Drugiego dnia szkoły okazało się:

  • że panie nauczycielki są dwie;
  • że nic się do szkoły nie przynosi, tylko płaci się 25$ i jest wszystko, książki, zeszyty, farbki, etc.;
  • że od rana jest śniadanie, płacisz ile możesz, np 0,25$ i w stołówce możesz zjeść kanapkę z dzieckiem , z jego kolegami i z nauczycielami;
  • że brak ścian i zamkniętych klas to tzw. open school concept. Jest niewiele ścian, cała przestrzeń szkoły została podzielona regałami z książkami, stojakami, sztalugami i lekkimi przepierzeniami. Jak się uprzeć to słychać wszystkie klasy i wszystkich uczniów naraz.
  • że dzieci wychodzą na każdej przerwie (a jest ich dwie), chyba że leje, tzn. LEJE, ale nawet wtedy kurtki są w odwrocie.

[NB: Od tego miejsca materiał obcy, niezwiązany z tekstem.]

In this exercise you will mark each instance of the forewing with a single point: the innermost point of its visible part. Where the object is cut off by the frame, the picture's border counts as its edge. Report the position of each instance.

Kolejne dni w szkole pokazały, że Krzyś nie chce mówić po angielsku, tzn. w domu owszem i chętnie, nas się pyta, do siebie mówi, JA WIEM, że potrafi zapytać i odpowiedzieć w prostych słowach. Ale w szkole niechętnie się odzywa.

Mama dziewczynki, siedzącej przy jego stoliku, zapytała się mnie, czy to ja jestem mamą tego chłopca, co tak nic nie mówi i czy mogą jakoś pomóc (miłe to było).

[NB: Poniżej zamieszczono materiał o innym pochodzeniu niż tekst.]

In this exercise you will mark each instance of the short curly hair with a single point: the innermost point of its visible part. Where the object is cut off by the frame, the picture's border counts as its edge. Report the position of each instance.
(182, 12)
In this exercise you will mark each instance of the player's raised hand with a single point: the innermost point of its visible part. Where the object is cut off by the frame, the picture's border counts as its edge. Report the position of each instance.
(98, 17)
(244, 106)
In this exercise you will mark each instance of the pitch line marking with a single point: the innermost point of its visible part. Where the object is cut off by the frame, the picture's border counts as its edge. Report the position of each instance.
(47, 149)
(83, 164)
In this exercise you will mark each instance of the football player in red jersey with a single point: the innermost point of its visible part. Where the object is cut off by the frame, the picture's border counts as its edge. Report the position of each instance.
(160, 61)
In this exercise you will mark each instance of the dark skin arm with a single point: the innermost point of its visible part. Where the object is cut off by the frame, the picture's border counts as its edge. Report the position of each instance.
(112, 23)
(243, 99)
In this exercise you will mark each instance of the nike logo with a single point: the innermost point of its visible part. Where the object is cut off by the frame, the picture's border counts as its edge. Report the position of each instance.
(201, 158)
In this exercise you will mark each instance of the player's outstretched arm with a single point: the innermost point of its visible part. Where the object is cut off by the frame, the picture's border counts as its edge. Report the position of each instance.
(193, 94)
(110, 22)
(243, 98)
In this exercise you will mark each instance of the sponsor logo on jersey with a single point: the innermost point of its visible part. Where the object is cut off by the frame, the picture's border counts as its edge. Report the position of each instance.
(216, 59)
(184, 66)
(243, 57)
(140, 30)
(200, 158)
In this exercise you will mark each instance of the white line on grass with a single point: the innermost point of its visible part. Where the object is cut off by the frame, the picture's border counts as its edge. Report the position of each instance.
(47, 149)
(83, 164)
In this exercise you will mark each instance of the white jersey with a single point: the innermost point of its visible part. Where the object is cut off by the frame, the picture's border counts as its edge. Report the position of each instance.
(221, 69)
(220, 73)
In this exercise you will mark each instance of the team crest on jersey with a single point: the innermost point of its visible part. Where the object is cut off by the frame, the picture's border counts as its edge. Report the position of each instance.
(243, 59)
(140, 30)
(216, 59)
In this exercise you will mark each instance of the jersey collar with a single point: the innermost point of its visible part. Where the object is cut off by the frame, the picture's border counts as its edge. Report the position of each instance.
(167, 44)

Krzysiek nie mówi, bo nie chce, a nie bo nie rozumie. Tak ja to widzę po trzech tygodniach szkoły.

Stąd wraz z nauczycielką wymyślamy mu zachętę w postaci zbierania wyrazów/zdań angielskich – w zeszycie odnotowuje, ile i co powiedział po angielsku, dostaje naklejki i zbiera punkciki.

Trochę słabe jest to, że ja to wymyśliłam (miałam nadzieję, że nauczycielki wykażą się większą kreatywnością i doświadczeniem w pracy z takimi dziećmi).

Czuję się bardzo pedagogicznie niepewna w te klocki, działam bardziej intuicją, niż rzeczywistą wiedzą, jak uczyć własne dziecko języka.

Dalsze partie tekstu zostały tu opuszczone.